2.4. Gelet hierop bestaat er naar het oordeel van de voorzitter thans geen onverwijlde spoed die noopt tot het treffen van de gevraagde voorlopige voorziening. De verzoeken dienen dan ook te worden afgewezen. De voorzitter wijst erop dat [verzoeker sub 1] en [appellant sub 2] een nieuw verzoek om voorlopige voorziening kunnen indienen in het geval zij kennis nemen van een aanvraag om een ontgrondingsvergunning of zich andere omstandigheden voordoen die nopen tot het treffen van een voorlopige voorziening voordat de Afdeling uitspraak heeft gedaan in de bodemzaak.
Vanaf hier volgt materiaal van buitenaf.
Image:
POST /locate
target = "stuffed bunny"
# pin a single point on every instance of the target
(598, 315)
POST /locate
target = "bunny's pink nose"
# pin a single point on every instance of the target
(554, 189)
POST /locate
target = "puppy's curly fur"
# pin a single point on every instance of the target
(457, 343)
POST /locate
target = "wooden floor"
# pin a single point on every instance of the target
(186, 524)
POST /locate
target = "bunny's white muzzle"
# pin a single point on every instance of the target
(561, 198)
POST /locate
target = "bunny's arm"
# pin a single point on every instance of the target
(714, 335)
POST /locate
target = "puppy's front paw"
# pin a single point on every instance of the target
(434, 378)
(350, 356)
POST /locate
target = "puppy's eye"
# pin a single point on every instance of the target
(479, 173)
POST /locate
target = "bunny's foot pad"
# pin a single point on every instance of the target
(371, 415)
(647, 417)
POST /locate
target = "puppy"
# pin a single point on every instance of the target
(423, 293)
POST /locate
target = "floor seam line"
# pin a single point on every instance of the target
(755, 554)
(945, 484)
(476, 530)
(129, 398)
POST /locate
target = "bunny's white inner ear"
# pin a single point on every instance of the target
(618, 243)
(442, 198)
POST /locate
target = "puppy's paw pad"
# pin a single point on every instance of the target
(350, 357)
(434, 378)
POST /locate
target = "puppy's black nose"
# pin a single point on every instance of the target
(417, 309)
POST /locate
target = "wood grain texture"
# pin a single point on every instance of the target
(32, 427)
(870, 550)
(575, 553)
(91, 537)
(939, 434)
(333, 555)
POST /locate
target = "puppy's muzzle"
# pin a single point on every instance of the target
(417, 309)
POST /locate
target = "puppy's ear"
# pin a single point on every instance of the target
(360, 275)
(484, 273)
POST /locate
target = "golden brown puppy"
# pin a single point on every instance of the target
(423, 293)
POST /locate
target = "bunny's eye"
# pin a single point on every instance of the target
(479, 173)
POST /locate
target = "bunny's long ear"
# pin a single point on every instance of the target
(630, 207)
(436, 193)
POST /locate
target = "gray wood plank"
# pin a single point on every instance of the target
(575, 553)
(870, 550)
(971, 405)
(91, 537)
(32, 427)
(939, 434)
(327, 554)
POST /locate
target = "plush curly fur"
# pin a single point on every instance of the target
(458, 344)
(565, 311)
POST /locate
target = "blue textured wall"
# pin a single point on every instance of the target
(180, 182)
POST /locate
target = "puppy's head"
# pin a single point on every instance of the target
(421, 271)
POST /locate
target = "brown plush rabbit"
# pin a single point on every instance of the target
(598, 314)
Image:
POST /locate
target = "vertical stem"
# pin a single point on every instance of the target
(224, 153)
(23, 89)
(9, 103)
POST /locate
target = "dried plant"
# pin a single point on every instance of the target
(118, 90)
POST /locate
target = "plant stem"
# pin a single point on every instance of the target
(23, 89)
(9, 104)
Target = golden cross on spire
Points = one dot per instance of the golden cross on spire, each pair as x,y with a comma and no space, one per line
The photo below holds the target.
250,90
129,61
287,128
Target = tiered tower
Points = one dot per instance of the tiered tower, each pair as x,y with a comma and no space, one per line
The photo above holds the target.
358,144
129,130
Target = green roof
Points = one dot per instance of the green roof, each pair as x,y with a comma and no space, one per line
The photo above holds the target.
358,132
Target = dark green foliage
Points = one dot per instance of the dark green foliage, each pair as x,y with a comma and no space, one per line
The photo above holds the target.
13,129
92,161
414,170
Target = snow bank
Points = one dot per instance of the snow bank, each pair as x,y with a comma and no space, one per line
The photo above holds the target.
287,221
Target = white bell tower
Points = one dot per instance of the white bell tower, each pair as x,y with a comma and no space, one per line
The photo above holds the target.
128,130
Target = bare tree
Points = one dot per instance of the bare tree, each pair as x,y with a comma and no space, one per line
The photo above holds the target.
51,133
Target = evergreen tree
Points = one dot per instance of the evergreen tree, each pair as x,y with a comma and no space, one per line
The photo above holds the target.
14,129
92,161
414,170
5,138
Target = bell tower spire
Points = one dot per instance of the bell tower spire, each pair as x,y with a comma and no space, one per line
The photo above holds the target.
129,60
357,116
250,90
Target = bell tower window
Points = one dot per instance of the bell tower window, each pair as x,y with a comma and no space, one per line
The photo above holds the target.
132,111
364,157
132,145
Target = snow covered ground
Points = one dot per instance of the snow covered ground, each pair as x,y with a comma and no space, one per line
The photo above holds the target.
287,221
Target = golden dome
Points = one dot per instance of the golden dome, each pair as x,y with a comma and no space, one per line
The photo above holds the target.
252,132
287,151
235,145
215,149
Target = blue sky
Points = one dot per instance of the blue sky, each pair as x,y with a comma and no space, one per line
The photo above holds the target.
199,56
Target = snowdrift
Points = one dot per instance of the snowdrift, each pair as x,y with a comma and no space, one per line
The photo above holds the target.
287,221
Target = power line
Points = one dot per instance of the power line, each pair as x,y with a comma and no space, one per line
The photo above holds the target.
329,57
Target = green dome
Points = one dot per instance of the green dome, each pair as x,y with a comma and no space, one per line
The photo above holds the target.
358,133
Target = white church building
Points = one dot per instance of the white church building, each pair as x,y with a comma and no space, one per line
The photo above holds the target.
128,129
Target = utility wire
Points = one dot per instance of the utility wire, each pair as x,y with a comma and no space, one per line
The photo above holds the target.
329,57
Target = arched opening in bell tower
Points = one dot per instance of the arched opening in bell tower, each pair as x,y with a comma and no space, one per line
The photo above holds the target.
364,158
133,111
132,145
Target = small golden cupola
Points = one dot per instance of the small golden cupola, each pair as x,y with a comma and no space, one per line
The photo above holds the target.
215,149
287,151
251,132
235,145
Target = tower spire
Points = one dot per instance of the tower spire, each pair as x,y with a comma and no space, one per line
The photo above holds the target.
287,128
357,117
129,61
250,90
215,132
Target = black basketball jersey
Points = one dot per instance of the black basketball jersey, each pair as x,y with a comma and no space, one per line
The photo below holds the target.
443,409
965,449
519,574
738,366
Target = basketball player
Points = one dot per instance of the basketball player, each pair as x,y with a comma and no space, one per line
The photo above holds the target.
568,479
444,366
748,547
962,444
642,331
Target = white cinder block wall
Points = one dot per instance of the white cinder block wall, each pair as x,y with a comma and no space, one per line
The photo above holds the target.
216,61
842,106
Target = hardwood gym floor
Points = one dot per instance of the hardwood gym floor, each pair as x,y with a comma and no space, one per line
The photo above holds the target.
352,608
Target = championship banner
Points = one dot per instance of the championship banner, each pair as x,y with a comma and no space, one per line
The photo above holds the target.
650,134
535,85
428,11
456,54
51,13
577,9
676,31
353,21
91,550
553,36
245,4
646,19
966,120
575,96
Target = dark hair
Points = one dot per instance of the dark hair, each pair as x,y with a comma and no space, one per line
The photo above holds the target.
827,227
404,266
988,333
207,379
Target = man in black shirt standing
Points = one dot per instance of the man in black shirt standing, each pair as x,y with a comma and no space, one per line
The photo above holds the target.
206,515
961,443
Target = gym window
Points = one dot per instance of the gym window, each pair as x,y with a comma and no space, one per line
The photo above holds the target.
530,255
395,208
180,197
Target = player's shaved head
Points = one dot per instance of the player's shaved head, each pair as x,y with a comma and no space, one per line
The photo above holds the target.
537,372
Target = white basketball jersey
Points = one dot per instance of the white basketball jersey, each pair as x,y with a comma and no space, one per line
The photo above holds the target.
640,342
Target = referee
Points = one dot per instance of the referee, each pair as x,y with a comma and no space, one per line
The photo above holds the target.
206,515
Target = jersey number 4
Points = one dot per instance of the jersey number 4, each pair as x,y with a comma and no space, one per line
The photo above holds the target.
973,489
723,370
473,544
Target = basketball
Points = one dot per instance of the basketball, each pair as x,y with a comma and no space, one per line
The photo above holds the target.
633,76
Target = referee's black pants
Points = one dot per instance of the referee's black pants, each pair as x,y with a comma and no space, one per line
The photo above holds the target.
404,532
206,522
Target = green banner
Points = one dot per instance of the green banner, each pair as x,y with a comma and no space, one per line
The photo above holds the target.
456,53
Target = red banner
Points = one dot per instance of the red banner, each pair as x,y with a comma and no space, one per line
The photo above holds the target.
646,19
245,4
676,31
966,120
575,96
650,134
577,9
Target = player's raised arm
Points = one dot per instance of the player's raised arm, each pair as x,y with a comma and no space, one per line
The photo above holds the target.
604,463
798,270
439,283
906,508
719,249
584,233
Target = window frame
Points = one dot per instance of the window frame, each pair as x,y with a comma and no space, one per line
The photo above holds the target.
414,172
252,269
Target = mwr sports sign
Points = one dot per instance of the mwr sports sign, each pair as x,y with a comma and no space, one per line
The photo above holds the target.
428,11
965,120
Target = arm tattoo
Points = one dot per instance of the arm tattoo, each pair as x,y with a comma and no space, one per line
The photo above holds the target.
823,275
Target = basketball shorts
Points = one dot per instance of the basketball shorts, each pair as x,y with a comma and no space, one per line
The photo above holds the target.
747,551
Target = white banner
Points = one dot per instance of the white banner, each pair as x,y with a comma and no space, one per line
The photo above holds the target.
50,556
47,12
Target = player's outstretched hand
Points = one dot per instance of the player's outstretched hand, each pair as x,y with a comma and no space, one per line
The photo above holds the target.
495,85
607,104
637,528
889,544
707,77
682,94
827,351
2.5. Voor een proceskostenveroordeling bestaat geen aanleiding.
3. Beslissing
De voorzitter van de Afdeling bestuursrechtspraak van de Raad van State:
wijst de verzoeken af.
Aldus vastgesteld door mr. P.B.M.J. van der Beek-Gillessen, als voorzitter, in tegenwoordigheid van mr. M. Vogel-Carprieaux, ambtenaar van staat.
w.g. Van der Beek-Gillessen w.g. Vogel-Carprieaux
voorzitter ambtenaar van staat
Uitgesproken in het openbaar op 20 december 2011
458-683.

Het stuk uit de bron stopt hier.